The second part of our day began after a short break to pack lunches and regroup. An orientation from Carlos prepared us for what we would spend the next several days doing: capturing, tagging and measuring sea turtles. Everyone packed into three speed boats and, after overcoming a few minor boat issues, we left for a nearby bay and know foraging site for green turtles. Today’s tactic was “tangle netting.” First the boats work to anchor a 200 meter net across the bay.
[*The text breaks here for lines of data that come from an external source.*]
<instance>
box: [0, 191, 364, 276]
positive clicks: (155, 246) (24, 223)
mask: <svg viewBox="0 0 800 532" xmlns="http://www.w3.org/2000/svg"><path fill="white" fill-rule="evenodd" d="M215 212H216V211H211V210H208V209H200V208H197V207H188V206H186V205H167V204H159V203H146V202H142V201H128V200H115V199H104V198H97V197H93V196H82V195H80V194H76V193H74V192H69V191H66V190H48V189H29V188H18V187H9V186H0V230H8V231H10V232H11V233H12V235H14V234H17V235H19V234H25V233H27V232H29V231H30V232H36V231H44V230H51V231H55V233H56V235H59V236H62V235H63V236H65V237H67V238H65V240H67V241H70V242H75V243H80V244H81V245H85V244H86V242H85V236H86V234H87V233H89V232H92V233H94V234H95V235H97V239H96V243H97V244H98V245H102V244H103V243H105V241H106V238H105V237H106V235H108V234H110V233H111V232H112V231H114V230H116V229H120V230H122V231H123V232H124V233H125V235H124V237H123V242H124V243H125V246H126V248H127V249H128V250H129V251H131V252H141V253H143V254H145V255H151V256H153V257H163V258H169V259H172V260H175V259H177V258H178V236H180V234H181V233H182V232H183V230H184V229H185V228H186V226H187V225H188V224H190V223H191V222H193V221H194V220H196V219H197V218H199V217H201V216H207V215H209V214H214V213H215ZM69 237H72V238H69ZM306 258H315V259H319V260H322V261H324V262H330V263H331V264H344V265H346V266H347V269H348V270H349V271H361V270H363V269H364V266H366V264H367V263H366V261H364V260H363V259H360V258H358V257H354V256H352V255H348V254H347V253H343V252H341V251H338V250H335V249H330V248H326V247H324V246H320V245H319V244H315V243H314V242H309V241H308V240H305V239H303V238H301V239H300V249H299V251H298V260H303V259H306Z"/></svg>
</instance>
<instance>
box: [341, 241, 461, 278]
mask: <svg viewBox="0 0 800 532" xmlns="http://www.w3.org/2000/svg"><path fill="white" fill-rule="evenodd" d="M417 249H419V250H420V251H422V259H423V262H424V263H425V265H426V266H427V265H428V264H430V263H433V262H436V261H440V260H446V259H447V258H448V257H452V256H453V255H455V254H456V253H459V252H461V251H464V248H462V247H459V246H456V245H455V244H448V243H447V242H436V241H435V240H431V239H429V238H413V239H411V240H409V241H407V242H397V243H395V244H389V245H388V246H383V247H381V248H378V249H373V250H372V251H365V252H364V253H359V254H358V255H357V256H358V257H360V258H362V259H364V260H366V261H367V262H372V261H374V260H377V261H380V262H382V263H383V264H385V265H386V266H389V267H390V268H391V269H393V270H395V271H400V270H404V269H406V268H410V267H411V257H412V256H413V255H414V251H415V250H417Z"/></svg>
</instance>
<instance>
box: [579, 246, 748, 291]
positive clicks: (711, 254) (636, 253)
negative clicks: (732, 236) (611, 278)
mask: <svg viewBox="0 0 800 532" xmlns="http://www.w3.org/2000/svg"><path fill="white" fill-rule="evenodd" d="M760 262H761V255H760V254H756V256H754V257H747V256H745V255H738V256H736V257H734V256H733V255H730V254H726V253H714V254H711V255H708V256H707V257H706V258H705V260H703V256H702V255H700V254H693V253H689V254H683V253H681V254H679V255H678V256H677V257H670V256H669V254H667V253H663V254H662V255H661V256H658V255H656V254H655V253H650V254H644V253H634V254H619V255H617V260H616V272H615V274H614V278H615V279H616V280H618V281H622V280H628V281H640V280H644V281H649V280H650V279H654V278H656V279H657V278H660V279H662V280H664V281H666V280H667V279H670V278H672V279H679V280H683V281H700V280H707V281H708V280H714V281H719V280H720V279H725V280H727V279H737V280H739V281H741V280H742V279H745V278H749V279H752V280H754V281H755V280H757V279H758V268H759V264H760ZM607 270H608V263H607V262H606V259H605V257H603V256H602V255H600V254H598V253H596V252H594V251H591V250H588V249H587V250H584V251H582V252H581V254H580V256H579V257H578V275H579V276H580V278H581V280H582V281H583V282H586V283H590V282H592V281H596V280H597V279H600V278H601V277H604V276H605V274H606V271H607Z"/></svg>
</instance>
Then, it’s up to us, the snorkelers, to swim parallel to the net and spot any entangled creatures. When a turtle gets caught, we must swim down and grab the frightened animal firmly by the carapace and bring it up to the surface. The pros, Carla, Christian, and Nilda were all incredible at helping us untangle the heads and flippers of our scaly friends. The turtles were then handed up to the boats where they sat under wet towels until processing. After the net was in the bay for around an hour, we regrouped and begin data collection. Each turtle was checked for previous tags, tagged if needed, measured, weighted, photographed, checked for any abnormalities (especially tumors) and released back into their wet homes. By the end of the day, after two net drops, we had scored a whopping 10 green turtles! In addition to that, we caught two spotted eagle rays in our nets, which was sad to stress out another creature, but really exciting for all of us to see something so beautiful! Don’t worry, they were released without a scratch. Back at the house, Matthew made us a wonderful pot of fresh pasta sauce for dinner, but there wasn’t enough so Wendy gladly went to buy some Prego. It’s the thought, Matthew!
We ate at the house and following the delicious meal, we had a lecture from Carlos on the sea turtle research and conservation efforts being undertaken in Puerto Rico, including the status surveys, recovery through management actions, and protection of habitats. Species that are most common in Puerto Rico are Green turtles (in Spanish “peje blanco”), Hawksbill turtles, and Leatherback turtles, making them the main focus in Culebra. Today we only saw Green turtles. Hopefully, tomorrow we can catch us some Hawksbills! Hurray!!